Video game giant Nintendo (OTC: NTDOY) had high hopes for its latest handheld gaming console, the aptly named 3DS. But despite a large marketing push against an almost total lack of fresh competition, the silly thing often wound up collecting dust on store shelves, unsold.

Happily for Nintendo, the company figured out how to move these systems. August sales in the U.S. dwarfed, crushed, and downright stomped July numbers by an astonishing 260%. The bad news? Nintendo's secret sauce was a $70 price reduction.

You might jump to the conclusion that price cuts conquer all. However, you'd be failing to notice that the Microsoft (Nasdaq: MSFT) Xbox 360 outsold even the reduced 3DS, despite not slashing prices in August. Meanwhile, Sony (NYSE: SNE) joined the deep-discount party with a $50 sale on the PlayStation 3 console. That helped a bit, but the Xbox's Kinect phenomenon still killed all comers.

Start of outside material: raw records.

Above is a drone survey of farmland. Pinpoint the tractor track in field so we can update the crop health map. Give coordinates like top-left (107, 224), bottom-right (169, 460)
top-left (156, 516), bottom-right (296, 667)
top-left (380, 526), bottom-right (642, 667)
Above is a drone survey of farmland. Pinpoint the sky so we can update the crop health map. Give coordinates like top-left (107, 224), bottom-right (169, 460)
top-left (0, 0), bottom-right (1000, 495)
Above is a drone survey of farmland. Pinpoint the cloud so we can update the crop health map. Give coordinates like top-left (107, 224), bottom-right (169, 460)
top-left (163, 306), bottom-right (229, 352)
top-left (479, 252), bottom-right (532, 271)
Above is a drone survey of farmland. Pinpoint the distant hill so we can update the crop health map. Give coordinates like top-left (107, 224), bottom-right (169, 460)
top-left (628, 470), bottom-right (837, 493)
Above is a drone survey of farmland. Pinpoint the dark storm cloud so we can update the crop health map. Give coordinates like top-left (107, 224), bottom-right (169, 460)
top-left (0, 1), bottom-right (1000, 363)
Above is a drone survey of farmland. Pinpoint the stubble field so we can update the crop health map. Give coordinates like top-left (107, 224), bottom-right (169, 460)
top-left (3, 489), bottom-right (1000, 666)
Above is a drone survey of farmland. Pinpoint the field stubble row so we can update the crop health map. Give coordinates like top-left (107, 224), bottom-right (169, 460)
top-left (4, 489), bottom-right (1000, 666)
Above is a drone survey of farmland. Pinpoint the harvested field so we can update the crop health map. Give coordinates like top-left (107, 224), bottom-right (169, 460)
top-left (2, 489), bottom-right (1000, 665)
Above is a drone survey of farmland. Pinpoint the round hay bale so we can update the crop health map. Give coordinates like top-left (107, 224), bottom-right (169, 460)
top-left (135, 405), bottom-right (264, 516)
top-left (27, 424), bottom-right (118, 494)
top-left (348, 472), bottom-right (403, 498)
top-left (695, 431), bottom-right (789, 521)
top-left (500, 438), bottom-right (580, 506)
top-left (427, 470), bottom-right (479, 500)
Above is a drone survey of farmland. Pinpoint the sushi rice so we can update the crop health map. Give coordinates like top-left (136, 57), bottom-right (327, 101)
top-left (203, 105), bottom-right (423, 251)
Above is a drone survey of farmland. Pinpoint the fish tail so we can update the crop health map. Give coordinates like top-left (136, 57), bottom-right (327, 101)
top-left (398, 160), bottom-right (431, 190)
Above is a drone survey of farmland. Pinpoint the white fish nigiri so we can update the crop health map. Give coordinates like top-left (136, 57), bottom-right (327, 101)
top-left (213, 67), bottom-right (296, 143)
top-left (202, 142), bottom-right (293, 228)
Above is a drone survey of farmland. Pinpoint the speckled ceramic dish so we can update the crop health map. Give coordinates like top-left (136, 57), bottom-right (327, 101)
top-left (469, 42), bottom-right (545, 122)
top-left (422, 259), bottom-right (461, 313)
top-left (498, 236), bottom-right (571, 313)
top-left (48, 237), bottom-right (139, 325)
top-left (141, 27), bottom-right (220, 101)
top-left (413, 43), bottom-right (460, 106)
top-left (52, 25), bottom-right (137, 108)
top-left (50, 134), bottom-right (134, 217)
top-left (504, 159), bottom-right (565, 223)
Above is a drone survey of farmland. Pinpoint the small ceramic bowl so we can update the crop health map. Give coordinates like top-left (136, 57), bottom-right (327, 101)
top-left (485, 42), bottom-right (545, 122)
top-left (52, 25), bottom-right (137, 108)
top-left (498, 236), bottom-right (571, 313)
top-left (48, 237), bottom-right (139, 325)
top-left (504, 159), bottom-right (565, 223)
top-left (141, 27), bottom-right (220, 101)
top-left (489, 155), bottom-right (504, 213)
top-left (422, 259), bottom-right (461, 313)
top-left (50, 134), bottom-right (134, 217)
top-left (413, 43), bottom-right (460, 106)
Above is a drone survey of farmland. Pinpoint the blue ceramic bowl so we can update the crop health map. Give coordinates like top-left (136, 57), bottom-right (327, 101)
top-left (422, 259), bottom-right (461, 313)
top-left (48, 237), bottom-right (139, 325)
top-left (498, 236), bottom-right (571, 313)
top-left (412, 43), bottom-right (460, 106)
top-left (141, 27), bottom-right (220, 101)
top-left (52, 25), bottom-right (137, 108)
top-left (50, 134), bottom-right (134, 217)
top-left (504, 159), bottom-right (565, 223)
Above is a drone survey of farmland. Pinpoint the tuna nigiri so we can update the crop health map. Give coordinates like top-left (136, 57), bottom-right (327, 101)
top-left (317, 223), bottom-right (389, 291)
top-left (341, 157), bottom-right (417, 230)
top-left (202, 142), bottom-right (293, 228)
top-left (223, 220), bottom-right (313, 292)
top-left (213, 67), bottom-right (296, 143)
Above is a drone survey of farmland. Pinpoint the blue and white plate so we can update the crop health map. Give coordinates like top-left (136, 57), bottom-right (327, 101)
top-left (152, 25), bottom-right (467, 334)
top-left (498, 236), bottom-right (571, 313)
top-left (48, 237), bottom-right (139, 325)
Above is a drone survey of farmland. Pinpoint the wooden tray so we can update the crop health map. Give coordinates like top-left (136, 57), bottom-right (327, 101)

In other words, price cuts do indeed make a big difference, but they also hurt your bottom line. And nothing beats a truly innovative crowd-pleaser like the Kinect.

Hewlett-Packard (NYSE: HPQ) saw another real-world example of this theory when it slashed the unsellable TouchPad tablet to a very affordable $99 each -- and then had to order up more units to keep customers satisfied. And Apple (Nasdaq: AAPL) keeps showing how the more profitable high-end game is played, as premium-priced iPads and iPhones still keep outselling the world and its dog.

So the 3DS wasn't quite the sales-boosting bundle of innovation that Nintendo had hoped. Will next year's Wii refresh fare any better? Only time will tell, but game developers seem appropriately excited about the new platform. Zumba and Cooking Mama studio Majesco Entertainment (Nasdaq: COOL), for example, is already working on new Wii U titles -- but still says that Kinect is "the right platform to be on in a big way for probably the next 14 to 18 months."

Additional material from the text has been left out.